Aux JO de 1972, à Munich, le tournoi de football s'est terminé d'une drôle de manière. Pendant la prolongation du match pour la troisième place, URSS et RDA ont fait le choix de ne pas se départager. Elles auront ainsi toutes deux une médaille de bronze, au nom de l'amitié entre les peuples et surtout du gagnant-gagnant.

L'image est étrange. Quatre équipes de football sur un podium olympique. Elle n'a eu lieu qu'une seule fois, en 1972. Une faille du règlement de la FIFA a suffi à l'URSS et la RDA pour s'engouffrer dans la brèche. Avant les Jeux olympiques de Munich, un changement des règles du tournoi précise qu'à la fin de la prolongation, aucune séance de tirs au but n'est à prévoir. En fait, ce cas précis provoquerait un partage de la médaille, qu'elle soit d'or ou de bronze. Alors, à la fin du match pour la troisième place à l'Olympiastadion, alors que le score est de 2-2, l'URSS et la RDA n'attaquent plus. Le pacte de non-agression n'est pas clairement établi, mais dans l'esprit, c'est net : les deux sélections n'ont pas envie de prendre le risque d'attaquer.

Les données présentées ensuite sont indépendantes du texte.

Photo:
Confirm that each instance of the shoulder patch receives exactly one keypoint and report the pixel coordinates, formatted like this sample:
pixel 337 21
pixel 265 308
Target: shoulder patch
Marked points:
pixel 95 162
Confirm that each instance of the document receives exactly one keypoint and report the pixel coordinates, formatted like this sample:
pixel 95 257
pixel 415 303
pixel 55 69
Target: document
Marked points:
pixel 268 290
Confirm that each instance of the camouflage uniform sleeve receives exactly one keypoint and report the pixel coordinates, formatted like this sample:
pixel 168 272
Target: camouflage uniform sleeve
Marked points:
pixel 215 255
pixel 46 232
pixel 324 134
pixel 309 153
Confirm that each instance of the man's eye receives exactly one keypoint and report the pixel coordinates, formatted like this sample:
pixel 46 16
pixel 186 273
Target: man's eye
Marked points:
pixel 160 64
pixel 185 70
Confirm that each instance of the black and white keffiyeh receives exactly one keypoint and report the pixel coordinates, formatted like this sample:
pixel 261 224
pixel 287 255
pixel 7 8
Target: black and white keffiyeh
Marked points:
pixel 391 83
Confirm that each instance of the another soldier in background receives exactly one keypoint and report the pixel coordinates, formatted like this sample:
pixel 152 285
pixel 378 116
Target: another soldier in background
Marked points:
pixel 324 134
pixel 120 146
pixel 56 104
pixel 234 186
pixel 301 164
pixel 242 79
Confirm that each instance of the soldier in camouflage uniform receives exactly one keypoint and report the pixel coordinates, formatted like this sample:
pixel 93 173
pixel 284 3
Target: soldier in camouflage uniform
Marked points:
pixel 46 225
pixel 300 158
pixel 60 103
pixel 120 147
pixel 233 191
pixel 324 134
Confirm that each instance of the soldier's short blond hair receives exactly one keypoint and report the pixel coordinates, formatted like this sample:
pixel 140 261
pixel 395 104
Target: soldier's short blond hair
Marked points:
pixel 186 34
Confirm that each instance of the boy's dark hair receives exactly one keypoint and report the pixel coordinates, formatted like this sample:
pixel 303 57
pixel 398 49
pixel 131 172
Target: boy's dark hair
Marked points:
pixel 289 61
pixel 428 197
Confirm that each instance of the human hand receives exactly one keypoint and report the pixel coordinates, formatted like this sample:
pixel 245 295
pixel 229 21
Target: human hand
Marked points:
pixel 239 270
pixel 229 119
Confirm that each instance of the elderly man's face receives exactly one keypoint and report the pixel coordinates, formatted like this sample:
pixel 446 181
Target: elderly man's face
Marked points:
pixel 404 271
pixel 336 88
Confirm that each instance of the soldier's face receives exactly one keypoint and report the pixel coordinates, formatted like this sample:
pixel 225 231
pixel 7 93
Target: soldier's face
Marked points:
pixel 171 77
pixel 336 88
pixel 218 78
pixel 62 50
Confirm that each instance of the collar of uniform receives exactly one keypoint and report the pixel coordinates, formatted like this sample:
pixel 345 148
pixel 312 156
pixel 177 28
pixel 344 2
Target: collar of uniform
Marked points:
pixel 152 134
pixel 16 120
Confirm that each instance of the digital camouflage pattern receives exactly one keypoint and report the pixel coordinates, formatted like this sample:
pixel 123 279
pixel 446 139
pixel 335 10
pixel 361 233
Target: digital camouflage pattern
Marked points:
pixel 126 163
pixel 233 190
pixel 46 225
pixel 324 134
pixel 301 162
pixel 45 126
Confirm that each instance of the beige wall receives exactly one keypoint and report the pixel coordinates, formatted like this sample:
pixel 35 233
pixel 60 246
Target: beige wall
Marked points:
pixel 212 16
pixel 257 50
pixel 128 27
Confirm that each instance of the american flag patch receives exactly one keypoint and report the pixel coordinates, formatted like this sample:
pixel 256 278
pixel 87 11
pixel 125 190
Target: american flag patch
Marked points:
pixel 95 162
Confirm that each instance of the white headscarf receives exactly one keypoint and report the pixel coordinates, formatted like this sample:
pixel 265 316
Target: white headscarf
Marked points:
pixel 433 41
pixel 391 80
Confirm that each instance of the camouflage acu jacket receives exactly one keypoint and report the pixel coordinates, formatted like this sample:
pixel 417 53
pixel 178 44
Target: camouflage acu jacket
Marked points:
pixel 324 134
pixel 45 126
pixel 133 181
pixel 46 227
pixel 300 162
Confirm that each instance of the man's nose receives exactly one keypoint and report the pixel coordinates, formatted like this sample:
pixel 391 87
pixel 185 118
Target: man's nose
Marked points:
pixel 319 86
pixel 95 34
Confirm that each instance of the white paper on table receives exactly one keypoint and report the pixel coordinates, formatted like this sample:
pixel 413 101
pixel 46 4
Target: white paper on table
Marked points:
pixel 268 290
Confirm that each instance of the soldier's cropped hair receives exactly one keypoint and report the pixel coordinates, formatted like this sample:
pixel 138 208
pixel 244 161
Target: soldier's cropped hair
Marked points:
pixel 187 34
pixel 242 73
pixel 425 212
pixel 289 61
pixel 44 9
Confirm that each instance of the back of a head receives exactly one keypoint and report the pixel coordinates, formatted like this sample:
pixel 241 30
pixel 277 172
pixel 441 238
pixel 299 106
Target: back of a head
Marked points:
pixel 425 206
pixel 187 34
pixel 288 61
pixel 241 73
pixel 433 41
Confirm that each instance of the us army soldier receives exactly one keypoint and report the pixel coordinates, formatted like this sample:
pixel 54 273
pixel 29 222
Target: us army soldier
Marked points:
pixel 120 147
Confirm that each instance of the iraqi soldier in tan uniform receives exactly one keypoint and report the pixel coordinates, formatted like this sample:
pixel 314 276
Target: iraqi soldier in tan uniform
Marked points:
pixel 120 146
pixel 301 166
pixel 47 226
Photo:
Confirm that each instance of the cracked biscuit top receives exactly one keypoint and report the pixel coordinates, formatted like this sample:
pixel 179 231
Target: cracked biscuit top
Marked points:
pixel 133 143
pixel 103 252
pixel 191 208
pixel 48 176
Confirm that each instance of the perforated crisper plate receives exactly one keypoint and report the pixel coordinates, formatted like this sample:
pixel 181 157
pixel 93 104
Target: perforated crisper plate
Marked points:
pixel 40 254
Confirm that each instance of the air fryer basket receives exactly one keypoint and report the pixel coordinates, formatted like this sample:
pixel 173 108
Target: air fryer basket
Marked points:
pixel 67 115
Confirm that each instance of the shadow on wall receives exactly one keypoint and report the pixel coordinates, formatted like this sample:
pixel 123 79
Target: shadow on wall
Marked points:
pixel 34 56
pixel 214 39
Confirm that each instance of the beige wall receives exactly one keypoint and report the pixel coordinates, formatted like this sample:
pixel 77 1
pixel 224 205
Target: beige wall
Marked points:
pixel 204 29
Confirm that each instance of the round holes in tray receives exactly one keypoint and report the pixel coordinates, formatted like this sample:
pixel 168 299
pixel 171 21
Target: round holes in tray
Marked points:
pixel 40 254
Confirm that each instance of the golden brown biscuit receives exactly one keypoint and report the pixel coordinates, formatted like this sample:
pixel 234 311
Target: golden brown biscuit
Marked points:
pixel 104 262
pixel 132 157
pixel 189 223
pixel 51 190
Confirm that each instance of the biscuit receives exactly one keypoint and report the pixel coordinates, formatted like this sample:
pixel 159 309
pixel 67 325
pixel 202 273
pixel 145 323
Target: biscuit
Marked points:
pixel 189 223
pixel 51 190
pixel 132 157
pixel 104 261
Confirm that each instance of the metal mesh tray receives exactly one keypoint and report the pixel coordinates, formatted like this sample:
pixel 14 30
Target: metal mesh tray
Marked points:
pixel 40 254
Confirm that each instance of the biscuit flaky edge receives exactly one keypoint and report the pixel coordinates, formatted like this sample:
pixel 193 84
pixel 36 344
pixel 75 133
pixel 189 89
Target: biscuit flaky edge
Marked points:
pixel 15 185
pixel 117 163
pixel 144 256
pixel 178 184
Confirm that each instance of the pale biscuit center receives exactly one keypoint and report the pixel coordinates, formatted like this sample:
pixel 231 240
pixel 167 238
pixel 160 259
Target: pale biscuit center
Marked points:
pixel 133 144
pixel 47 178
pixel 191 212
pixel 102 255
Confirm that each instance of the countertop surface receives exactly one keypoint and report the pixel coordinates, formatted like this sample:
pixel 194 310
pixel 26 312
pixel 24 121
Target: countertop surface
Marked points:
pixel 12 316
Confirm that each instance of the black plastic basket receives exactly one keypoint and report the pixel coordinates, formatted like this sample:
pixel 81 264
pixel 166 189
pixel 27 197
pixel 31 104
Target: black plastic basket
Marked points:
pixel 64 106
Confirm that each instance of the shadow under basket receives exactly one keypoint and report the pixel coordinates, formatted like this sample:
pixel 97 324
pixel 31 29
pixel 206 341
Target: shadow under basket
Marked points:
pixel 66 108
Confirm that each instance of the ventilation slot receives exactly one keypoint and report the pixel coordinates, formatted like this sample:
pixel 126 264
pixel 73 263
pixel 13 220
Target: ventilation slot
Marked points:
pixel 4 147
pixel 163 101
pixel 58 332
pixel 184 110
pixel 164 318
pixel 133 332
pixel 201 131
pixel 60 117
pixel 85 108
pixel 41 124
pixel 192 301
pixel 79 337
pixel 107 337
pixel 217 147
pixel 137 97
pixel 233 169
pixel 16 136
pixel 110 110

Le calcul est simple. En marquant un but, c'est la même médaille au bout ; en encaissant un but, c'est la perte de toute médaille olympique. Reinhardt Häfner, ancien joueur de cette sélection et idole au Dynamo Dresde, confirme que la règle est connue et prise en compte. " On le savait bien avant le match. " Alors la prolongation s'est terminée comme elle avait commencé : à 2-2, avec la certitude qu'à la fin, les deux équipes auraient leur médaille pour signer un 4/4 des "pays de l'Est" au palmarès de cette olympiade.

L'Est souverain


Dès les qualifications, la mainmise du football à l'est du rideau de fer est évidente. En dehors du pays d'accueil, qualifié d'office, seul le Danemark parvient à créer la surprise en éliminant la Roumanie. Les autres sont tous des pays satellites (RDA, Pologne, Hongrie – tenante du titre) et la maison-mère, l'URSS. Il y a un avantage certain pour ces pays, dans la formule alors réservée aux JO pour le football. Seuls les joueurs amateurs peuvent participer. " Il n'y avait pas de professionnels dans les équipes d'Europe de l'Est, précise Häfner. C'est la raison première pour laquelle ces pays étaient plus forts. Ils pouvaient sélectionner tous les joueurs à leur disposition. " Les pays communistes mettent à profit le système et squattent les places d'honneur sans problème.